Outra consequência importante do artigo é a desconstrução do estereótipo de culpabilização do depressivo. É verdade que a teoria química contribuía para eliminar o estigma de que a depressão fosse uma falta moral para se tornar uma carência química. Por outro lado, continuava desconsiderando as relações do paciente com sua história, com o ambiente e com a sociedade. Reconhecer, por exemplo que determinado estado depressivo estava associado, de certa maneira, com as péssimas condições de trabalho estava fora de cogitação. Ao contrário: o uso muitas vezes indiscriminado da medicação visava muitas vezes manter a funcionalidade e a produtividade do trabalhador, ainda que em situações profissionais degradantes.

Notem que, dessa maneira, ao reduzir a depressão a um desequilíbrio químico, o paciente podia se ver desencorajado a vislumbrar que, em alguma medida, seu sofrimento também estava associado com um contexto que demandava submissão cega a exigências profissionais indignas. O mesmo pode ser aplicado em situações um pouco diferentes, como a convivência em um ambiente familiar desorganizado. Seja num caso, seja no outro, cai por terra o estigma que culpabiliza o depressivo pelo seu adoecimento. Por outro lado, indica que sua participação no processo terapêutico é fundamental. E essa participação pode ser feita de diferentes maneiras, como o engajamento em atividades físicas, a transformação do ambiente familiar, a mudança de trabalho, mas, acima de tudo, a escuta de suas queixas.

As queixas daquele que sofre de depressão e as explicações fornecidas por ele para explicar esse mesmo estado devem ser levadas em consideração. Essa participação vai desde a escolha dos métodos terapêuticos (medicamentos psicotrópicos, enteógenos, psicodélicos, psicoterápicos, corporais etc.) até mesmo a forma de engajamento nesses mesmos métodos.
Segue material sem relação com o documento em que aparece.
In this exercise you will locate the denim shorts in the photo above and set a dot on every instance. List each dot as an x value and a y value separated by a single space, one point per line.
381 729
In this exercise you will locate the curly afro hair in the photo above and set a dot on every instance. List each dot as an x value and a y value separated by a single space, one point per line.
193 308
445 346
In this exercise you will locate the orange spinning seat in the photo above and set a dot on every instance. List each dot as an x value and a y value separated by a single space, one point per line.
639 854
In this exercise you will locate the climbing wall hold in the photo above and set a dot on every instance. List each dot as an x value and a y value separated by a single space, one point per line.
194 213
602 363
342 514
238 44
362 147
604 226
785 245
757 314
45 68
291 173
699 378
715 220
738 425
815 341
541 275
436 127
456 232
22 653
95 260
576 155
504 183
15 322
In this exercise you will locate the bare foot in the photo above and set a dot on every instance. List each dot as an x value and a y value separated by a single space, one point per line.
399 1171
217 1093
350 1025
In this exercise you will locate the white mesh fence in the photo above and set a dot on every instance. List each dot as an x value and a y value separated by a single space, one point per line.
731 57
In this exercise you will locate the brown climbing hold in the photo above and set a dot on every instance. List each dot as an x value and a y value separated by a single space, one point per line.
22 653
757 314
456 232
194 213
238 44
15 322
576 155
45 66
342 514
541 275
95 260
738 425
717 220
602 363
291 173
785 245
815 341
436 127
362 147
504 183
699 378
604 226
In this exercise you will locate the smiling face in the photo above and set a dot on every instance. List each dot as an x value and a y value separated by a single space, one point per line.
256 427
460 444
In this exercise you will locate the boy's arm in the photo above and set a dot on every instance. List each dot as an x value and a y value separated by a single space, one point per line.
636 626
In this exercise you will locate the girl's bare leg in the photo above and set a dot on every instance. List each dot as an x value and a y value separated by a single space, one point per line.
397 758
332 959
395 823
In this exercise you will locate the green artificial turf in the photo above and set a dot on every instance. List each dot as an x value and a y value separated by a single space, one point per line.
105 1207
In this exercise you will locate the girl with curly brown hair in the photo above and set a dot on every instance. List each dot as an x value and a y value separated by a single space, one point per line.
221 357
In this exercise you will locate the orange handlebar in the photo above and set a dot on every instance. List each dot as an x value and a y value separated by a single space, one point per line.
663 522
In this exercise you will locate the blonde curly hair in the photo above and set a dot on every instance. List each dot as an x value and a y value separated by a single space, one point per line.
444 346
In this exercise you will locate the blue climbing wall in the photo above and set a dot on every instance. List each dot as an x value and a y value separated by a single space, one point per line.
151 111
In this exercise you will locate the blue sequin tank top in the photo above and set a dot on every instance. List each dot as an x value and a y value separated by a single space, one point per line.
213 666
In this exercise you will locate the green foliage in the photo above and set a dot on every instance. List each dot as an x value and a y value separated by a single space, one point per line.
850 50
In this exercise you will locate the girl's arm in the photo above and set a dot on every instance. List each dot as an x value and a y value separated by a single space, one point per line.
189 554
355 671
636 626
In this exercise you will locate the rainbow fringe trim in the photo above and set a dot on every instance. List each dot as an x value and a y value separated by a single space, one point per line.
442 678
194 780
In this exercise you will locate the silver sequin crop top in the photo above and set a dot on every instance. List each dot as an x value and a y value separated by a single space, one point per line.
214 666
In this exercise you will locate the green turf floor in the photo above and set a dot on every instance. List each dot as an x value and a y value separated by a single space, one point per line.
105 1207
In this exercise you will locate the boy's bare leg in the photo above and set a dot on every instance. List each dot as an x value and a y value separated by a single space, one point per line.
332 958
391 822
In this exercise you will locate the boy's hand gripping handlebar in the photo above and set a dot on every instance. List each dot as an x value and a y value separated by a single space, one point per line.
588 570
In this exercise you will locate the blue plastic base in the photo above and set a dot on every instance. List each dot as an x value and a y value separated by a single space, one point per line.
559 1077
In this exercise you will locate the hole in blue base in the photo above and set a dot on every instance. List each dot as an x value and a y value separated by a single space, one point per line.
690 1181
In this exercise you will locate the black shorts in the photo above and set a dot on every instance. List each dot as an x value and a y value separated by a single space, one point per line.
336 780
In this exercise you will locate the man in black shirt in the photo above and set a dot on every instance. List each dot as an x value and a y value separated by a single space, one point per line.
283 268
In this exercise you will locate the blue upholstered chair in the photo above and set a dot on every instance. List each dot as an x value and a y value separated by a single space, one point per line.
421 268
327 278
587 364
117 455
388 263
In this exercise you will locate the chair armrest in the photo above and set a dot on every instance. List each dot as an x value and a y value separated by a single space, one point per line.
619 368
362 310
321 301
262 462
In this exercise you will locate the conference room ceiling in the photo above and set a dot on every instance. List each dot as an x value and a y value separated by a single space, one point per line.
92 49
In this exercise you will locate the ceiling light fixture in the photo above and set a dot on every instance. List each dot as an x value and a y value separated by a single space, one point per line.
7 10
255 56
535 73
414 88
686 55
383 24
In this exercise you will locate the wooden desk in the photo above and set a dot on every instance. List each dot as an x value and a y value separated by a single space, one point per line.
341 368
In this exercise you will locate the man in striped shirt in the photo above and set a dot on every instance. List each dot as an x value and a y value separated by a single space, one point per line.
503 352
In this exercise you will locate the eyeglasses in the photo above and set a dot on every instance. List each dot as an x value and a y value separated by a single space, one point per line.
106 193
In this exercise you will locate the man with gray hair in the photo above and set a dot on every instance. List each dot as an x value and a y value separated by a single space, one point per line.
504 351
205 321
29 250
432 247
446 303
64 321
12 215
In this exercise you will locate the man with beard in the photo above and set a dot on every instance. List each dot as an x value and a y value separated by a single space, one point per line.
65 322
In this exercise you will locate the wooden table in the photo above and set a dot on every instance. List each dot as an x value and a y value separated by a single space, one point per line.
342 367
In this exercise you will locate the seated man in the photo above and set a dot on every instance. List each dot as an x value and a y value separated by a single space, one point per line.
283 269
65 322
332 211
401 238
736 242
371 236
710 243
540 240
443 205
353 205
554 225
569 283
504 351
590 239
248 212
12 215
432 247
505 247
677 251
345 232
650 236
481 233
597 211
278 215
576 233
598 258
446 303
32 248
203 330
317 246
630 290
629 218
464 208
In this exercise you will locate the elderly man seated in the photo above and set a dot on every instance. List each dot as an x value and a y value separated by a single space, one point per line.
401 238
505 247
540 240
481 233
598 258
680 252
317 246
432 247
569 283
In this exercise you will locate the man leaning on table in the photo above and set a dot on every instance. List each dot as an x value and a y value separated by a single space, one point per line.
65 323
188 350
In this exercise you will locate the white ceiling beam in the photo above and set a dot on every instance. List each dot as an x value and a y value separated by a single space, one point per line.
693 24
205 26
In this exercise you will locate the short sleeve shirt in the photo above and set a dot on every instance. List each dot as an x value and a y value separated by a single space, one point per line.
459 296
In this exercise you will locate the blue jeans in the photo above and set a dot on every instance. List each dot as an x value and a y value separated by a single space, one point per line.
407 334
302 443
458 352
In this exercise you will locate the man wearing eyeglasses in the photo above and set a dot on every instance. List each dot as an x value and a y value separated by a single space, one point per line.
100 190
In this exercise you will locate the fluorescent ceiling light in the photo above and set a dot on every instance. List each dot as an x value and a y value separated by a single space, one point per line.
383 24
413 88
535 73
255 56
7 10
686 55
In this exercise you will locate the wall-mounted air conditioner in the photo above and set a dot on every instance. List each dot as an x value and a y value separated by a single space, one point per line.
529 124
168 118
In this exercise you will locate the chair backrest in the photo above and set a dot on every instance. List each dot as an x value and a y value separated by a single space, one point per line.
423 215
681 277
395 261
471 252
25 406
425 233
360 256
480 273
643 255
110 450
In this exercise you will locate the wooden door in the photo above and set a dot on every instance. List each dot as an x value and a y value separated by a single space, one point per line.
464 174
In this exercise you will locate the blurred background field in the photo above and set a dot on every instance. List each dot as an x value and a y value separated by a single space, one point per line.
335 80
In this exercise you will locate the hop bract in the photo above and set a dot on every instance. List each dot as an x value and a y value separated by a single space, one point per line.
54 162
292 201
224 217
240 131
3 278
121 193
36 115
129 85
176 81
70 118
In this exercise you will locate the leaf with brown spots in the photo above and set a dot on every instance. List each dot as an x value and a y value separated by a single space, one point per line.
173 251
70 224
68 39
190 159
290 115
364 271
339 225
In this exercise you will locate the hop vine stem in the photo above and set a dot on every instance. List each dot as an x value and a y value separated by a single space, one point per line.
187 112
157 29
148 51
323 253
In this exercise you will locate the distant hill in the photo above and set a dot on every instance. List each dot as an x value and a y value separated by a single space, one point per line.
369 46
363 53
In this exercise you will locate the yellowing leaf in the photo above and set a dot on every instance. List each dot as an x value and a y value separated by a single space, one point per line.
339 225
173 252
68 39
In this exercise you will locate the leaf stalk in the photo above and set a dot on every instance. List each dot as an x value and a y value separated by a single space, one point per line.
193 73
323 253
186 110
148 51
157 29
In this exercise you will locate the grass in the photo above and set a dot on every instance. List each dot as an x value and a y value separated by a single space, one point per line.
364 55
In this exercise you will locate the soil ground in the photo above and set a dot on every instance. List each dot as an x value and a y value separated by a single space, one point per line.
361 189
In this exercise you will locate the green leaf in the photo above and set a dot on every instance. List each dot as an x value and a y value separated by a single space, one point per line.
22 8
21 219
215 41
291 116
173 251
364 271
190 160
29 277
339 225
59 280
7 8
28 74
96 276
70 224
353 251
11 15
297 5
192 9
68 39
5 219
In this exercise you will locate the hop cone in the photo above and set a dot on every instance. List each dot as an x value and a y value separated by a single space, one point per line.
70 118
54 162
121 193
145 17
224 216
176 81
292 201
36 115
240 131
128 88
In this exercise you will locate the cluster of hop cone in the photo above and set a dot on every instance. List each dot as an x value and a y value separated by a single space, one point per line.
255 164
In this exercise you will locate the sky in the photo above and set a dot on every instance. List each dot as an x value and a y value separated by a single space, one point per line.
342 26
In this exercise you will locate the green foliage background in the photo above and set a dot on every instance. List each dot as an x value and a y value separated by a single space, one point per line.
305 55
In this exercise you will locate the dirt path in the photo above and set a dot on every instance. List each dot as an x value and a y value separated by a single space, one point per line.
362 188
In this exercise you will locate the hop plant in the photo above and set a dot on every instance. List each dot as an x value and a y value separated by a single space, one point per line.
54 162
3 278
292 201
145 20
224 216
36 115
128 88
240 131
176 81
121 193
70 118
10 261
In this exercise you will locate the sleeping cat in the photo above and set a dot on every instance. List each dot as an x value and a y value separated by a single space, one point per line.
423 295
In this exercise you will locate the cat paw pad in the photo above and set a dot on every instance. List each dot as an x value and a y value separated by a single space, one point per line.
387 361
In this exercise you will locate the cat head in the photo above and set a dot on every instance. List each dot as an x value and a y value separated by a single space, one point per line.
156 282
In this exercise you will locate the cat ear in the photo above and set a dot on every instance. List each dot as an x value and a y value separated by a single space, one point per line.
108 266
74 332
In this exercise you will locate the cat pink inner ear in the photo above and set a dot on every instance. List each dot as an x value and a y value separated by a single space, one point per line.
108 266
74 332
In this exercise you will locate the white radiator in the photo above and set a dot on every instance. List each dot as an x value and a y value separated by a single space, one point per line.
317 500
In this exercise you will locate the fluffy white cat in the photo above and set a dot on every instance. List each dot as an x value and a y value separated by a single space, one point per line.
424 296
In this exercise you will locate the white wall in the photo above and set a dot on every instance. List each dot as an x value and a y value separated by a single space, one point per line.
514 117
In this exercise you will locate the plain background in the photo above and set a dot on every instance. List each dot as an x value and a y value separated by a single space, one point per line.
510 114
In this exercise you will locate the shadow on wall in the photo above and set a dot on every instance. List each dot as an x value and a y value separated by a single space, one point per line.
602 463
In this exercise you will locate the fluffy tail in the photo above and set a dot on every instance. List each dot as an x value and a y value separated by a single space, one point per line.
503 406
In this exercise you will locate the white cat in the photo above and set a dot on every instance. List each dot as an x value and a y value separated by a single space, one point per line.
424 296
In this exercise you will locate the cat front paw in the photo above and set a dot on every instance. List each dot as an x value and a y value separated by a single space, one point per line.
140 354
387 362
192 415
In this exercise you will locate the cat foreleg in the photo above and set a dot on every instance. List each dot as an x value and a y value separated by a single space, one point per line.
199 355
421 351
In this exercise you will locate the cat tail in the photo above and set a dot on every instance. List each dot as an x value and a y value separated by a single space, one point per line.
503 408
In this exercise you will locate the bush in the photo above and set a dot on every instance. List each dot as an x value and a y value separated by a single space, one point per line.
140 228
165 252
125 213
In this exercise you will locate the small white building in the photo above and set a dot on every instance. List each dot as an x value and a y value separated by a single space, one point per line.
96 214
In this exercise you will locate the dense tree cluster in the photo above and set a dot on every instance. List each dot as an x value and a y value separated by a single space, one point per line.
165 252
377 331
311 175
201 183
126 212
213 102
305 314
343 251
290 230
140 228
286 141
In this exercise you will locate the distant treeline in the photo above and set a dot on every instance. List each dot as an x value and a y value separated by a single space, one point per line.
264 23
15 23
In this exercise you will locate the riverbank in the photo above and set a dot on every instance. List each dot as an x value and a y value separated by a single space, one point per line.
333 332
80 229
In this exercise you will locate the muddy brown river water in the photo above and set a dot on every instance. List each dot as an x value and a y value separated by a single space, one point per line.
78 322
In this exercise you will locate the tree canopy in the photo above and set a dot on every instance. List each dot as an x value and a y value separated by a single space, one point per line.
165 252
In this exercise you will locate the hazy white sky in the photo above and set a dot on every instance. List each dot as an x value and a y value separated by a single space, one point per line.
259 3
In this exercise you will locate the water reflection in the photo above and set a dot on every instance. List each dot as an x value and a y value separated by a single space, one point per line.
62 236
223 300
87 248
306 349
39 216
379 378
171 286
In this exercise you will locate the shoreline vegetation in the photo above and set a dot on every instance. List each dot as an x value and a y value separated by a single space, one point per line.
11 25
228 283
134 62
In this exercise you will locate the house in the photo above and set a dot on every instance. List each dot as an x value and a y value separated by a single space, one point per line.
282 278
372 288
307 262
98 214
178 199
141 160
Vale lembrar que os próprios autores do artigo não recomendam a interrupção imediata da medicação naqueles que fazem uso dela. Na verdade, a medicação continua sendo ainda um aliado importante no tratamento de algumas depressões – sim, no plural, pois a depressão é uma entidade clínica que não pode ser desvinculada do histórico biológico, individual e social do paciente e do seu entendimento a seu respeito. Mas mostra também que existe algo na depressão que deve ser levado em consideração para além de sua mera fundamentação química, algo que não pode ser reduzido a fatores puramente bioquímicos.

Muito provavelmente, não haja aqui muita coisa além daquilo que já foi dito em outros meios de comunicação a respeito das conclusões do artigo que comentamos. No entanto, a importância desse artigo é fundamental para que o entendimento da depressão possa finalmente se emancipar do exclusivismo fisiológico e incluir o paciente em sua própria melhora, em sua própria cura. Muitos profissionais já fazem isso, mas, agora, outros tantos, resistentes a uma abordagem mais ampla da depressão, poderão ser levados a fazê-lo.